La ciudad portátil
Los ciudadanos cuando parten en su éxodo veraniego se llevan su ciudad a cuestas, en sus vehículos y en sus mentes, no buscan ni el campo ni el mar, ni el aire puro, ni el contacto con la naturaleza, buscan el refugio de otras ciudades que construyeron para ellos y que ellos fueron también construyendo, año tras año, verano tras verano, en las playas y las montañas urbanizadas a las que acceden a través de surcos de asfalto que roturan en negro los paisajes de paso, cordones umbilicales que les atan a una forma de vida familiar a una rutina diferente de la rutina laboral pero igualmente pautada y previsible.
Es imposible huir de la ciudad y además ellos no quieren hacerlo, no quieren perderse en lo desconocido y les confortan las urbanizadas autopistas, las vallas publicitarias que promocionan marcas conocidas, los oasis de las gasolineras rutilantes, el olor a petróleo y a comida rápida, los colores y los diseños de los productos del supermercado, la ciudad sigue con ellos y cuando arriben a la urbanización a la que se dirigen seguirá acompañándolos, vendrá en sus maletas y bullirá en sus calles, atronará en los televisores y en los escapes de las motocicletas nocturnas.
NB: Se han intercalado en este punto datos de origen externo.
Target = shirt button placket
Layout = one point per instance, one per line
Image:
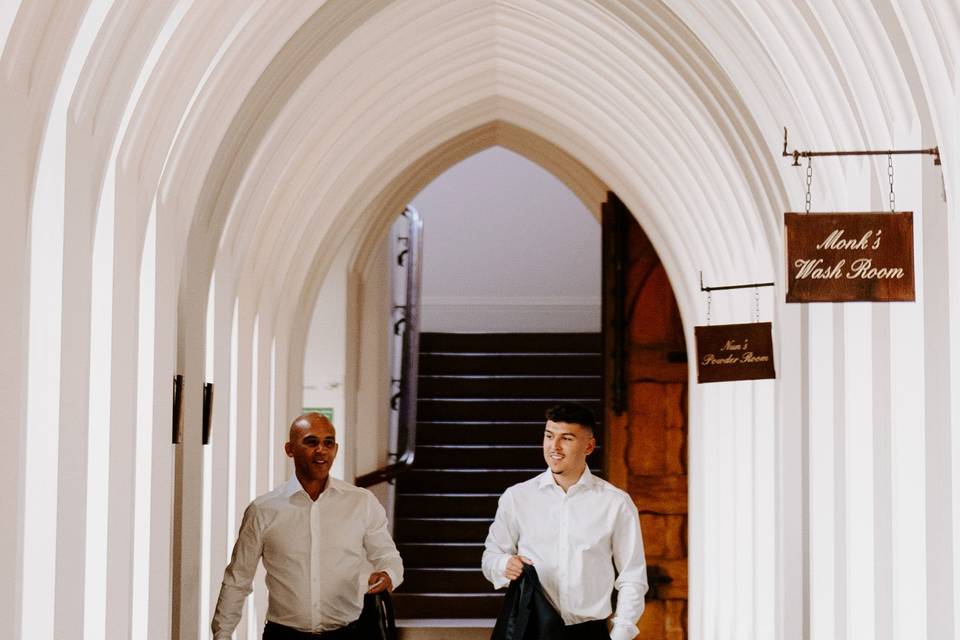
(317, 617)
(562, 560)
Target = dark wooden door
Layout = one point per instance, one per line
(645, 400)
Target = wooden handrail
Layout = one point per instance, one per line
(409, 359)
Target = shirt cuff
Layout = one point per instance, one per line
(395, 580)
(623, 632)
(500, 580)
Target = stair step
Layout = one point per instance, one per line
(447, 605)
(486, 456)
(449, 629)
(440, 554)
(453, 363)
(452, 505)
(444, 580)
(507, 386)
(526, 409)
(503, 342)
(480, 432)
(461, 480)
(441, 529)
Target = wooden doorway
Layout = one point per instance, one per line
(645, 405)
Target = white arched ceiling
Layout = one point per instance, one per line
(265, 134)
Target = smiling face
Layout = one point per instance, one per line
(566, 447)
(313, 447)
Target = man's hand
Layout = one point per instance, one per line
(379, 581)
(515, 567)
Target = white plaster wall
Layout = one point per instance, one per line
(507, 247)
(324, 360)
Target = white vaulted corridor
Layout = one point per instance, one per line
(181, 177)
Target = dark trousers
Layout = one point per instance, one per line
(274, 631)
(593, 630)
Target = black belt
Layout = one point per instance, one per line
(592, 629)
(276, 631)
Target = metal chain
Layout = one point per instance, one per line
(893, 198)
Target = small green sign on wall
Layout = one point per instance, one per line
(326, 412)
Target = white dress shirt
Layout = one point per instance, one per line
(575, 540)
(318, 556)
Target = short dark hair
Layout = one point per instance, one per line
(572, 413)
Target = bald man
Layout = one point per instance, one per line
(324, 543)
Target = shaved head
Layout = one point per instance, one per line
(313, 447)
(306, 422)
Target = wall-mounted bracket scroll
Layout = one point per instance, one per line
(177, 409)
(727, 352)
(847, 257)
(207, 411)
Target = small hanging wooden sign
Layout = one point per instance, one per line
(848, 257)
(728, 352)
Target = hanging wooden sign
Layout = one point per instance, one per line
(847, 257)
(734, 352)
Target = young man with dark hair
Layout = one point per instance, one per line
(580, 532)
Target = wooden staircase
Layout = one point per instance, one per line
(482, 399)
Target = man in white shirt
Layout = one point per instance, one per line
(319, 538)
(576, 529)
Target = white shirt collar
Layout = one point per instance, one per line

Cuanto más cerca de las grandes urbes, menos cultivos, menos bosques y más casas, casitas, cajitas todas iguales
Yo sueño con el día imposible de la venganza, invadir las ciudades con rebaños y dar libertad a las gallinas
El campo son esos retazos asilvestrados, más amarillos que verdes, que rompen la continuidad de los edificios, cada vez menos campos y más descampados que esperan la excavadora, la grúa, la paleta y el ladrillo. Cada vez menos rentables los terrenos de cultivo que muestran desvalidas legiones de girasoles ennegrecidos que nadie cosechará porque se plantaron para recibir subvenciones de limosna. Cuanto más cerca de las grandes urbes, menos cultivos, menos bosques y más casas, casitas, cajitas todas iguales, habitadas por gentes que se parecen mucho, pues cada enclave, cada urbanización, cada bloque, selecciona con el precio y con el gusto a los grupúsculos familiares que adquieren o alquilan sus parcelas o celdillas. Los ciudadanos son gregarios, detestan y temen la soledad y son además agorafóbicos, una gran extensión de tierra sin urbanizar les provoca temblores y náuseas, sufren de horror al vacío interior y exterior y buscan siempre compañía de otros o hitos que señalen en el paisaje la presencia civilizadora del hombre.
Cuando era niño, veraneé algunos años en pueblos, hoy recrecidos y ampliados, de la sierra madrileña del Guadarrama. Los veraneantes viajábamos en fatigosos y desvencijados trenes con destino a las colonias; nosotros formábamos la colonia de veraneantes, así se nos denominaba en los edictos municipales y en los programas de festejos. El pueblo se dividía en dos bandos a menudo enfrentados pero casi nunca irreconciliables, el protocolo de relaciones entre nativos y veraneantes se establecía entre la rivalidad y la colaboración, partidos de fútbol o partidas de tute entre coloniales y vecinos y escaramuzas entre niños y adolescentes de los dos bandos. Luego los veraneantes adultos colaboraban, malamente pero con buena voluntad según los rurales, en la extinción de incendios forestales cada año más frecuentes y peor intencionados, luminarias que anunciaban muchas veces la aparición de nuevos hoteles para colonos de temporada. Las vacas y los toros -todos los veranos se escapaban uno o dos para dar un poco de emoción al veraneo- atravesaban en manada las calles de los pueblos que picoteaban las gallinas en libertad y los veraneantes consumían y alababan los productos de las huertas cercanas, los huevos y el pollo de corral, las chuletas y el pan artesanal de las tahonas. Hoy los hijos de aquellos agricultores y ganaderos trabajan en la construcción, o en las inmobiliarias, o se desplazan a la capital para ejercer oficios que nada tienen que ver con el campo y muchos veraneantes hicieron de sus agostos todo el año convirtiendo su segunda residencia en la primera, por el alto precio de la vivienda urbana y la mejora de las comunicaciones viarias. En la región madrileña el campo se hizo ciudad y no hay distancias entre urbanizadores y urbanizados, los pollos vuelven a estar muertos y desplumados en los hipermercados y se consumen más hamburguesas que filetes y más soja que leche.
Y yo sueño con el día imposible de la venganza, invadir las ciudades con rebaños y manadas, dar libertad a las gallinas, multiplicar los huertos urbanos y sembrar trigales y pastizales en plazas y avenidas para integrar definitivamente, pero de forma más equilibrada, a la ciudad con el campo.